SECURITIES AND EXCHANGE COMMISSION
WASHINGTON, D.C. 20549
Pursuant to Section 13 or 15(d) of the Securities Exchange Act of 1934
Date of Report (Date of earliest event reported): August 5, 2021
(Exact name of Registrant as Specified in Its Charter)
(State or Other Jurisdiction of Incorporation)
(Commission File Number)
(IRS Employer Identification No.)
|475 Brannan Street, Suite 430|
(Address of Principal Executive Offices)
Registrant’s Telephone Number, Including Area Code: (650) 316-7500
(Former Name or Former Address, if Changed Since Last Report)
Check the appropriate box below if the Form 8-K filing is intended to simultaneously satisfy the filing obligation of the registrant under any of the following provisions (see General Instructions A.2. below):
☐ Written communications pursuant to Rule 425 under the Securities Act (17 CFR 230.425)
☐ Soliciting material pursuant to Rule 14a-12 under the Exchange Act (17 CFR 240.14a-12)
☐ Pre-commencement communications pursuant to Rule 14d-2(b) under the Exchange Act (17 CFR 240.14d-2(b))
☐ Pre-commencement communications pursuant to Rule 13e-4(c) under the Exchange Act (17 CFR 240.13e-4(c))
Securities registered pursuant to Section 12(b) of the Act:
Title of Each Class
Name of Each Exchange on Which Registered
Common Stock, $0.0001 par value per share
The Nasdaq Stock Market LLC
Indicate by check mark whether the registrant is an emerging growth company as defined in Rule 405 of the Securities Act of 1933 (§230.405 of this chapter) or Rule 12b-2 of the Securities Exchange Act of 1934 (§240.12b-2 of this chapter).
Emerging growth company ☐
If an emerging growth company, indicate by check mark if the registrant has elected not to use the extended transition period for complying with any new or revised financial accounting standards provided pursuant to Section 13(a) of the Exchange Act. ☐
Item 1.01 Entry into a Material Definitive Agreement.

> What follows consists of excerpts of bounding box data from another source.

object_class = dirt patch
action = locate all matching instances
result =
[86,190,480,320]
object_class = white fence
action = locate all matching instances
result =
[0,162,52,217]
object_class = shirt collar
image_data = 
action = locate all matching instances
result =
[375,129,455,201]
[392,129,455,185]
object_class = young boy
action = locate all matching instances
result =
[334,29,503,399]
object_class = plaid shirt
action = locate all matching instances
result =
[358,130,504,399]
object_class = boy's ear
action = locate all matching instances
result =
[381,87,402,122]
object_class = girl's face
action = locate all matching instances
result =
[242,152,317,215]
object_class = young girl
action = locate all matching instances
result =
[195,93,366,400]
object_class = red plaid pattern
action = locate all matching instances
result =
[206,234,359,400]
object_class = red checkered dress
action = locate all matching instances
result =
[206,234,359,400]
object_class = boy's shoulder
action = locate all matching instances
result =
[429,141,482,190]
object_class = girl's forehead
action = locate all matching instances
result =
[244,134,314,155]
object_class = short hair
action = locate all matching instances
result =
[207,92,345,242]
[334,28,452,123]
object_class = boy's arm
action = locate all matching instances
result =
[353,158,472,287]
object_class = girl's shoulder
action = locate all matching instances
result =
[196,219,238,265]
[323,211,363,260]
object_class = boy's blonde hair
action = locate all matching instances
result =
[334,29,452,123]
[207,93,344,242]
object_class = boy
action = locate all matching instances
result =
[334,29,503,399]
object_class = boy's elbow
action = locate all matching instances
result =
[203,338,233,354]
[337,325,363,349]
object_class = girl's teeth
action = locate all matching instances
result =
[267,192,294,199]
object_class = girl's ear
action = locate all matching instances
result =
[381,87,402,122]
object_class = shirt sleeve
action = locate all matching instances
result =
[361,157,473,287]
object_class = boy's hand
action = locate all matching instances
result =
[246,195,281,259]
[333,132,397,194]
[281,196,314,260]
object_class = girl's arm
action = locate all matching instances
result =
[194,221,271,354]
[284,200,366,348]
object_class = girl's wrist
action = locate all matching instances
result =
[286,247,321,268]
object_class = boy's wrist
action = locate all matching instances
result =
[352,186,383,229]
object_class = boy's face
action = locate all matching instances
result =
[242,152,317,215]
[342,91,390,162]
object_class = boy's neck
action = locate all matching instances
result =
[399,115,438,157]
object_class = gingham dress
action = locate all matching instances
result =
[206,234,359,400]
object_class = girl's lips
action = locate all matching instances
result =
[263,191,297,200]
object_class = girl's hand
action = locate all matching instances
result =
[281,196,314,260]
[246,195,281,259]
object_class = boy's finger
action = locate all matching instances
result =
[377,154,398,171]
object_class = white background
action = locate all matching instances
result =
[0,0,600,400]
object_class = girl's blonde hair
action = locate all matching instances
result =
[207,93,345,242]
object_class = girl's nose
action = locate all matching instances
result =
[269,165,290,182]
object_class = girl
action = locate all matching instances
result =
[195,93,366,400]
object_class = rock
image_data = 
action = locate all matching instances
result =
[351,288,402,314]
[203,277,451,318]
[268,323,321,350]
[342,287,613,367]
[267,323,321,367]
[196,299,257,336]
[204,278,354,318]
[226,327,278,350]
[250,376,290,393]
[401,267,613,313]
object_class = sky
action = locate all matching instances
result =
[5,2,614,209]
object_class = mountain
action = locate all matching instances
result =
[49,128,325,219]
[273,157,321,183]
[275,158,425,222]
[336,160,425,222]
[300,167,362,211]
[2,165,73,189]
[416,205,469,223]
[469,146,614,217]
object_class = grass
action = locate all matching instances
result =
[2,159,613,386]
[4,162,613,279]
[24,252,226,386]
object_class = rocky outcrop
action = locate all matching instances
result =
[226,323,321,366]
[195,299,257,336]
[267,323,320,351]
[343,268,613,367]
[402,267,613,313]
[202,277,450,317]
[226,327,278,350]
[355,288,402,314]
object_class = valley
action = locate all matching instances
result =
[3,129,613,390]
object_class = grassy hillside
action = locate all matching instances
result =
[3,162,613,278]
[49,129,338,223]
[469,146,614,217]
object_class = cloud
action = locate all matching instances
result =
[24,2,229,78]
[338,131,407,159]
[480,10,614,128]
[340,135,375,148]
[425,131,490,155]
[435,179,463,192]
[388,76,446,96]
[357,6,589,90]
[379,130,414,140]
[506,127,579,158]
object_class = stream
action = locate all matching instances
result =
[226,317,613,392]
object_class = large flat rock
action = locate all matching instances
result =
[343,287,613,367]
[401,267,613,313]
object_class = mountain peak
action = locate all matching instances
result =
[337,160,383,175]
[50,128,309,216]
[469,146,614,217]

Termination of Loan and Security Agreement
On August 5, 2021, Upwork Inc. (the “Company”) terminated its Loan and Security Agreement, dated September 19, 2017, by and between the Company and Silicon Valley Bank, as amended (the “Loan Agreement”), and repaid all amounts outstanding under the Loan Agreement.
Item 8.01 Other Events.
On August 5, 2021, the Company issued a press release announcing the pricing of its offering of $500.0 million aggregate principal amount of 0.25% convertible senior notes due 2026 in a private placement (the “Notes”). The Company also granted the initial purchasers of the Notes an option to purchase, during a 13-day period beginning on, and including, the first date on which the Notes are issued, up to an additional $75.0 million aggregate principal amount of Notes. In connection with the pricing of the Notes, the Company entered into privately negotiated capped call transactions with one or more of the initial purchasers of the Notes or their respective affiliates and/or other financial institutions.
The Notes will be sold to persons reasonably believed to be qualified institutional buyers pursuant to Rule 144A under the Securities Act of 1933, as amended.
A copy of the press release announcing the pricing of the offering of the Notes is attached hereto as Exhibit 99.1 and is incorporated herein by reference.
Item 9.01 Financial Statements and Exhibits.
Pursuant to the requirements of the Securities Exchange Act of 1934, the registrant has duly caused this report to be signed on its behalf by the undersigned thereunto duly authorized.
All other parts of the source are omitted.